Four U.S. government Web sites left the contents of internal databases open to Web surfers, French security experts revealed Thursday.

Databases operated by the Commerce Department's STAT-USA/Internet service, as well as the Department of Energy's Pacific Northwest National Laboratory and the Federal Judicial Center, allowed remote Internet users to browse documents ranging from correspondence to online order data.

The insecure sites were all running IBM's Lotus Domino server, according to Antoine Champagne, leader of Kitetoa.com, a group of Paris-based computer security enthusiasts that discovered the flaws.

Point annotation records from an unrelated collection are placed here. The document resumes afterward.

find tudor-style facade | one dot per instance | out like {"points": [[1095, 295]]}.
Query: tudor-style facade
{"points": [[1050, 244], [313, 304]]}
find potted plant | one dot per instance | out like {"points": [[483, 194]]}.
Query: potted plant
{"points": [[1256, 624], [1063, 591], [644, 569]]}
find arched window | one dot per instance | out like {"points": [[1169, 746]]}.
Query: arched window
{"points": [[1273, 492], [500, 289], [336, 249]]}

At the vulnerable STAT-USA/Internet site, accessible from http://www.economy.gov and http://orders.stat-usa.gov, Web surfers had the ability to drill into databases containing information about customer orders for the agency's financial, business and trade information products.

Commerce officials described Kitetoa's report as "an unauthorized network intrusion" but did not immediately provide additional information about the incident.

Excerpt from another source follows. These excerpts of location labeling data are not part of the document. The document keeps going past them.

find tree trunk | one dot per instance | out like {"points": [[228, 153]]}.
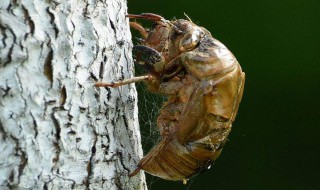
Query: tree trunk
{"points": [[57, 130]]}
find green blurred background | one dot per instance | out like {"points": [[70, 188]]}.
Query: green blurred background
{"points": [[275, 141]]}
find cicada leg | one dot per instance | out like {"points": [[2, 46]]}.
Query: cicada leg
{"points": [[143, 31], [147, 16], [124, 82]]}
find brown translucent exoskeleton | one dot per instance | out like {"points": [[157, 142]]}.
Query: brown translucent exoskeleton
{"points": [[204, 84]]}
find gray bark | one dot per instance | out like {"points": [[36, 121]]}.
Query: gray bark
{"points": [[57, 130]]}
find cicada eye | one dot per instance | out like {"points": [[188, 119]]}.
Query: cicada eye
{"points": [[190, 40]]}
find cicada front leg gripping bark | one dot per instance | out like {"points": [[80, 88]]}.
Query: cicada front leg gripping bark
{"points": [[204, 84]]}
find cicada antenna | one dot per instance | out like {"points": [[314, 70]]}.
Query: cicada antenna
{"points": [[187, 17]]}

At a Web site operated by Pacific Northwest National Laboratory, an insecure database contained contact information for dozens of scientists and research organizations from around the world.

Spokesperson Staci Maloof said the lab, one of nine operated by the Energy Department, was grateful to Kitetoa for pointing out the vulnerable database. Maloof said system operators have added proper access controls to the server, which was located at http://pnl113.pnl.gov.

Before it was locked down by administrators Thursday, the Federal Judicial Center's site at FJC.gov exposed e-mails from the site's Webmaster, such as a note to a U.S. court official explaining that the center's internal network had been infected with the Nimda virus.

Federal Judicial Center representative Ted Coleman said no intellectual property or other information that would compromise the agency's internal network integrity was accessible from the exposed Domino database. Administrators have reviewed all access controls on the database, according to Coleman.

The center is the research and education agency of the federal judicial system, according to the center's site.

Earlier this month, the U.S. House of Representatives committee leading the investigation into Enron's collapse temporarily took its Web site offline after Kitetoa informed administrators that internal documents in a Lotus Domino database at http://energycommerce.house.gov were exposed to anyone with a Web browser.

The class of vulnerability affecting the government sites has been known to computer security experts since 1998, when a security group called L0pht published a warning about how Web users can retrieve sensitive data from improperly secured Domino servers.

Champagne said he was inspired to examine the government sites' security after reading about plans by some U.S. agencies to remove sensitive data from their Web sites.

Last month, a French court fined Champagne 1,000 euros ($870) for probing and publicizing security holes he found at Tati.fr, the homepage of a Paris-based clothing retailer. The court suspended the fine on the condition that Champagne avoid any other convictions for the next five years.